Yes! What you call “empathy”, I call “affirmation” — following the initially occasional and currently more frequent use of this term in commentaries on contemporary continental philosophy, esp., in my case, on Derrida.
Affirmation/Empathy wants — yes! — the other (theory) to be “right” — how wonderful would it be if the “answer” had already been found, the problem already “solved”! — and out of this desiring-relationship emerges what is most logical (in the Hegelian sense) in the discourse of the other. It seizes on this logic and affirms its value and its truth (indeed, its truth-value). But affirmation/empathy does not cease there, for it desires this logic so much that it affirms that logic as (onto)logic, as logic without limit, and so it demands the utter consistency of the discourse of the other with this logic; it demands — yes, yes! — that that discourse in its entirety, and thus including its “own” logic itself, remain entirely consistent with the unlimited affirmation of that logic.

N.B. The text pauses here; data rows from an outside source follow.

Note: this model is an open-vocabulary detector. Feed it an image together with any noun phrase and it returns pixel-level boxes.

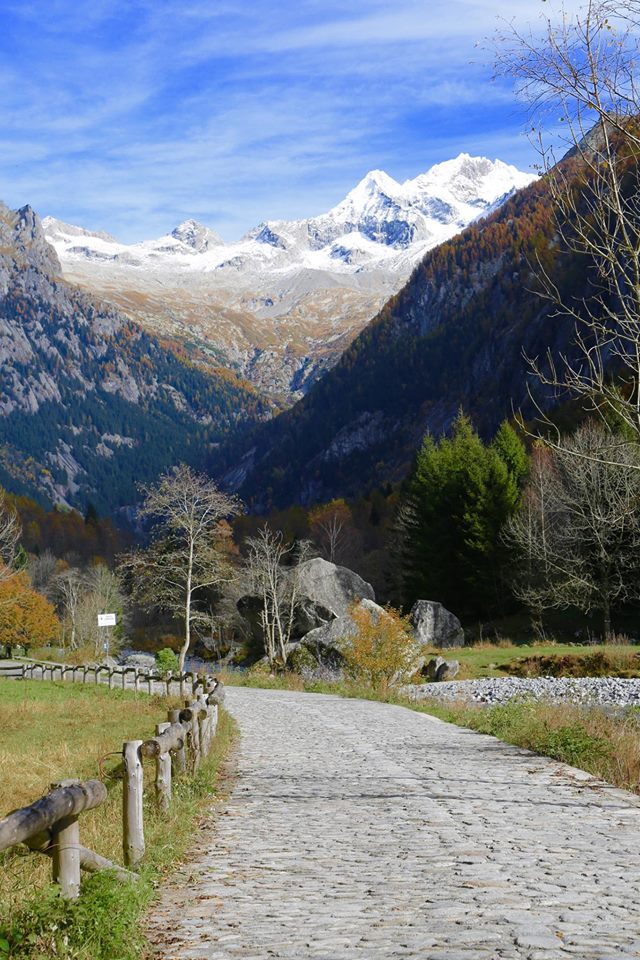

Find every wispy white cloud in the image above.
[0,0,560,239]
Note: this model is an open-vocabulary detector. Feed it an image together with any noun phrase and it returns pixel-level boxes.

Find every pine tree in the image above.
[400,412,526,618]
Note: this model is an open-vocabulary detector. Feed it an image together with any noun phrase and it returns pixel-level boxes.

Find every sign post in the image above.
[98,613,116,657]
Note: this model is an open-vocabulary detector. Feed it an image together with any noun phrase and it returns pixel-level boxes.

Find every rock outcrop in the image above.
[296,557,376,619]
[410,600,464,648]
[422,657,460,683]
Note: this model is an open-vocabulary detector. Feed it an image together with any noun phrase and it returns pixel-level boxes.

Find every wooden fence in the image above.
[0,678,224,900]
[0,660,205,697]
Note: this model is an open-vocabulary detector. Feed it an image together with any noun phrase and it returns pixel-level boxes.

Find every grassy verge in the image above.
[448,642,640,680]
[0,681,234,960]
[219,668,640,793]
[408,700,640,793]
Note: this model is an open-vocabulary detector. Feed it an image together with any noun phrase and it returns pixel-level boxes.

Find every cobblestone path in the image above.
[152,688,640,960]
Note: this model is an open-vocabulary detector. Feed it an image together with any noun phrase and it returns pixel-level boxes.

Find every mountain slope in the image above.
[44,154,533,398]
[220,173,586,508]
[0,204,267,512]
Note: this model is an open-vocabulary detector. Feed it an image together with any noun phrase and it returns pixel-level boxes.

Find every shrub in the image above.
[343,604,417,691]
[156,647,180,677]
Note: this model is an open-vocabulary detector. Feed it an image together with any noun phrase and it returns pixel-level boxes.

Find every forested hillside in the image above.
[0,200,268,513]
[226,165,586,509]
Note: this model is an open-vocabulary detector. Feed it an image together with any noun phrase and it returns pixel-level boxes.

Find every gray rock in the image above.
[422,657,460,683]
[122,651,156,670]
[237,557,381,643]
[422,657,446,680]
[302,598,385,663]
[410,600,464,649]
[297,557,376,619]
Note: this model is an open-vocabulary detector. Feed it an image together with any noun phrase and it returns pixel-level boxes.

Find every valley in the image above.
[43,154,534,405]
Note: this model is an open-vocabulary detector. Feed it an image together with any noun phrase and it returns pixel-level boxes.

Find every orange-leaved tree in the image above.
[343,603,419,692]
[0,570,60,655]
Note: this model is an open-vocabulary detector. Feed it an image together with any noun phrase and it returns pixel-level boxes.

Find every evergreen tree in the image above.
[400,412,526,618]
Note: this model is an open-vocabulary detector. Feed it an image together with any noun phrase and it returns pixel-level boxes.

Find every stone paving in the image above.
[152,688,640,960]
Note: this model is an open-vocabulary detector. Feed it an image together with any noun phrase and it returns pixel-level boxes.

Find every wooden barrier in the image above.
[0,680,224,900]
[0,658,213,699]
[0,780,125,900]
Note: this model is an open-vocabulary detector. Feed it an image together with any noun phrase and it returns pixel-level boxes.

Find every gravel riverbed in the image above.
[403,677,640,706]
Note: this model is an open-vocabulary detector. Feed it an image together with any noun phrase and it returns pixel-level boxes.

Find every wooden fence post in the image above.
[51,780,80,900]
[122,740,144,867]
[156,723,171,813]
[183,700,200,773]
[198,693,211,758]
[167,710,187,773]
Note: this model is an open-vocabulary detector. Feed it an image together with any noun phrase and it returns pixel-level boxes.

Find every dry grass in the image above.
[0,681,236,960]
[416,701,640,793]
[0,680,185,920]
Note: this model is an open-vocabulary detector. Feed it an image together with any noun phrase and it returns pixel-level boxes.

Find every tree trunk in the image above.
[178,540,193,673]
[602,597,613,643]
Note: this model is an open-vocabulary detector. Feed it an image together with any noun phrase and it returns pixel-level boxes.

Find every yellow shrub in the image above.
[343,604,417,690]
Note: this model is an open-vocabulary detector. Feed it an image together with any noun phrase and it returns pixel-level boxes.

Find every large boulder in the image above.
[237,593,335,644]
[302,597,386,664]
[422,657,460,682]
[120,650,156,670]
[297,557,376,619]
[409,600,464,648]
[237,557,375,644]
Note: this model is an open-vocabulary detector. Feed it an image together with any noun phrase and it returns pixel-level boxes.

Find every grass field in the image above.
[442,642,640,680]
[219,643,640,793]
[0,680,234,960]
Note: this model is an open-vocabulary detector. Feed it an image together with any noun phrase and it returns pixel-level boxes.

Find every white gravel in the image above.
[402,677,640,706]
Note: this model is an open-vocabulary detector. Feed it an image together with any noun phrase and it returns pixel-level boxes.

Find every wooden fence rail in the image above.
[0,676,224,900]
[0,660,206,697]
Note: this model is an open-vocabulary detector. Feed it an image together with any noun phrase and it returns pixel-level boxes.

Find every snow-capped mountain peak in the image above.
[44,153,534,395]
[171,220,224,253]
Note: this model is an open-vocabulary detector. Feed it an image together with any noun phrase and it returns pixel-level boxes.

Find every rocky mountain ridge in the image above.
[44,154,533,401]
[220,167,588,511]
[0,204,268,511]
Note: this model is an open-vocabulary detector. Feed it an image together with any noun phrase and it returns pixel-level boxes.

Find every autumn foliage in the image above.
[343,604,417,691]
[0,571,60,649]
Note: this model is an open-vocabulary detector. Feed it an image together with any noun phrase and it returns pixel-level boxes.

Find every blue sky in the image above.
[0,0,556,241]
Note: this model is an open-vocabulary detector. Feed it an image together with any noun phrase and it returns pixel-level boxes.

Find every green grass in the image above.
[220,660,640,793]
[0,681,235,960]
[448,642,638,680]
[408,700,640,793]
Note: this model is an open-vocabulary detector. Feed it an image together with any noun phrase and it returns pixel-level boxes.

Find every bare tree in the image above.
[76,564,126,657]
[505,423,640,639]
[498,0,640,450]
[29,550,59,600]
[122,464,240,671]
[54,567,86,650]
[246,524,310,666]
[0,499,22,583]
[309,500,352,563]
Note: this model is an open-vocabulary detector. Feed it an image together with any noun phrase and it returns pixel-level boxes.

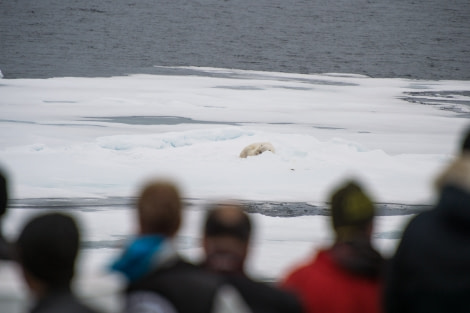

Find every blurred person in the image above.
[0,171,11,260]
[202,204,302,313]
[282,181,384,313]
[15,213,102,313]
[112,180,250,313]
[384,132,470,313]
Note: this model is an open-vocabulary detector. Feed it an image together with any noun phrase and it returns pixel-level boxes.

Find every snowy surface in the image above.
[0,68,470,310]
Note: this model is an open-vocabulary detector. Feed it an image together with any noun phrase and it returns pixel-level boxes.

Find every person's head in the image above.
[15,213,80,294]
[0,172,8,218]
[460,128,470,154]
[203,204,251,272]
[330,181,375,241]
[137,180,183,237]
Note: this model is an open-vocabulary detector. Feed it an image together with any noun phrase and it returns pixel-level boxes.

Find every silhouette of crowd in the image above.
[0,125,470,313]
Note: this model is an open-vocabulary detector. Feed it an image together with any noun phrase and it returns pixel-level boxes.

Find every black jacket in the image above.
[218,273,303,313]
[384,158,470,313]
[30,289,98,313]
[126,258,231,313]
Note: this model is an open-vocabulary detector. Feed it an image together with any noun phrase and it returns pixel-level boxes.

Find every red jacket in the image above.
[282,250,382,313]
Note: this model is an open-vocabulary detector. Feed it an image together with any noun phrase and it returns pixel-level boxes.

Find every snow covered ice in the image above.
[0,68,470,310]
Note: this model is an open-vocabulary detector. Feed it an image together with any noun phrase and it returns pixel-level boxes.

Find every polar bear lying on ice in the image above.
[240,142,275,158]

More often than not — and this is an empirical observation; it’s not a statement of principle or method — such affirmation/empathy, such a desiring-(for-)logic, ends in a “deconstruction” of that logic, or rather sees that logic deconstruct, witnesses its auto-deconstruction. That logic turns out to be incomplete, but not so much because there’s something “missing” from that logic, but rather because it is “too much”; its logic is more than it can encompass, more than it can live up to. Of course, that does not mean — it most emphatically does not mean — that “affirmation/empathy” would thus abandon the logic of the discourse of the other, would thus cast it aside because it turns out to be insufficiently logical, insufficiently consistent with logic, hence with itself. (Such abandonment is, in passing, the modus operandi of conventional, analytic logic, which is why analytic philosophy is largely doomed to fail to make sense of contintental philosophy.) Rather, “affirmation/empathy” finds in this “failure”, in this auto-deconstruction, cause to call for another logic, a logic that is up to the task of finding (a) logic — a fortiori (a) value — in this event. After all, there remains a (limited) logic, hence value, to the discourse of the other.
Teaching “philosophy” (as distinct, in a sense, from teaching “theory”) consists in teaching this desiring-relationship that is affirmation/empathy and in teaching, in particular, its ethico-(il)logical mode of response to the potential (for) “failure” that emerges from the performance or embodiment (i.e. event) of that desiring-relationship.
The catch here (and watch now for the auto-deconstruction; yes, yes!) is that it’s impossible to teach (or learn) such desiring-relationship as an element of (a) philosophy, or (a) theory — which is to say, as an historically specific (i.e. event-ual) practice or value rather than as a principle of philosophy as such — without having to teach that philosophy or theory in the form of its (empirically or event-ally) prior engagements with the discourse of the other (i.e. with other theories). There’s a sense, in other words, in which it is utterly imperative to teach the philosophy or theory of that desiring-relationship in terms of its “critique” (i.e. the movement of its affirmation/empathy in respect) of an earlier “theory”.
Affirmation/Empathy cannot do without the critical relation that it most wants to do without, therefore — and this in order to be “itself”.
rob – Apologies for the lack of substantive reply – Mondays and Tuesdays are very hectic for me. I just wanted to thank you for your comment, which I love. I mentioned above that I regarded my post as a sort of half-comment – I deeply appreciated seeing you develop a more robust reflection around similar themes.
The pleasure was all mine, NP. Seriously.